Selimović envisions her illustrated collection of short essays, M is for Migration, as a translation of sorts of her dissertation on the language of migration politics.

“As a parallel project while finishing my doctoral work, I began writing M is for Migration, a partially illustrated alphabetized collection of short essays on the language of migration politics,” said Selimović. “I delve into the etymology and historical usage of terms like alien, barbarian, chain migration, and terrorist, analyzing how they surface in a wide variety of contemporary sources. The dictionary provides a form that is illusively simple and transparent. At its heart, M is for Migration shows how entangled racialization is in our everyday language.”

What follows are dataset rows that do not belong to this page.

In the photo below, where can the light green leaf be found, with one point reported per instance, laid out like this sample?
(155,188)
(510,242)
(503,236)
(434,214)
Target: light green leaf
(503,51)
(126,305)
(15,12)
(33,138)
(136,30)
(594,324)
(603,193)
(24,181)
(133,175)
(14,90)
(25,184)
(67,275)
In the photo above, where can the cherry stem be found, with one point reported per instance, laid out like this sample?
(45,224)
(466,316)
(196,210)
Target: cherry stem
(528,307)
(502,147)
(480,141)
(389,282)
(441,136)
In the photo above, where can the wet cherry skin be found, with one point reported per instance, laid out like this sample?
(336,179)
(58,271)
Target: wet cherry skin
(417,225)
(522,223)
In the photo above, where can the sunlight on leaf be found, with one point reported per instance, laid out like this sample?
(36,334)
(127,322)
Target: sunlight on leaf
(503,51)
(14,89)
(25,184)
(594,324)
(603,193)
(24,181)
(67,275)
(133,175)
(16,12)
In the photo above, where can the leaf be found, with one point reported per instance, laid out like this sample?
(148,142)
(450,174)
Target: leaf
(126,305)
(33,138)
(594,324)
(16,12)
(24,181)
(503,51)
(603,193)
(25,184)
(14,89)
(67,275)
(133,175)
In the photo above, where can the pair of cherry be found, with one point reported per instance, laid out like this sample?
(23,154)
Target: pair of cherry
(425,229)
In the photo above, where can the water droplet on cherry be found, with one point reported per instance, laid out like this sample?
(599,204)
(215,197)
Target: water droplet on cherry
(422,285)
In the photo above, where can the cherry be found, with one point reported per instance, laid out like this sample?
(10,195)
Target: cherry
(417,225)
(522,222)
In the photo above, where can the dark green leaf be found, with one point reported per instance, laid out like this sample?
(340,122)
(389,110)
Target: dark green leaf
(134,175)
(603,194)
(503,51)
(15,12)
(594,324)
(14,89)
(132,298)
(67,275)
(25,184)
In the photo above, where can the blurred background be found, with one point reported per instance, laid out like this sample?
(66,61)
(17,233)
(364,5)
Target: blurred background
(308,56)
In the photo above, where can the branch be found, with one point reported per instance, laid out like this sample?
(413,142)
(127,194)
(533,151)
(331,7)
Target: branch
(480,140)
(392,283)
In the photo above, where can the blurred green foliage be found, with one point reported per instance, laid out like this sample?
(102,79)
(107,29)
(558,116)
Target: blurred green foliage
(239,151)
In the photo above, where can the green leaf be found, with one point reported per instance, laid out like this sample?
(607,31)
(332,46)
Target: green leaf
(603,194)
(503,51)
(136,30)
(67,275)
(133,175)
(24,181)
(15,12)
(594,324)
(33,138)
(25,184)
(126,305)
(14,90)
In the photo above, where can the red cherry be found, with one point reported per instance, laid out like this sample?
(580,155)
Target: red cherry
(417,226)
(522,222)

She will also continue translating prose fiction and nonfiction from Bosnian/Croatian/Montenegrin/Serbian into English as a member of Turkoslavia, a collective of literary translators working from Turkic and Slavic languages. She recently completed a sample translation of Djurdja Knežević’s novel Vanilla Ice Cream and would be thrilled at the opportunity to translate more of it. Her ongoing hope is that Maša Kolanović’s short story collection Dear Pests and Other Chilling Stories (which she co-translated with Vlad Beronja) and novel Underground Barbie will find homes with an English-language publisher. One of the short stories — titled “Unending” — appeared in the Summer 2021 issue of Asymptote, illustrated by Vladimír Holina.

Washington University nominated Selimović for the ACLS Emerging Voices fellowship through a competitive process coordinated by the Center for the Humanities.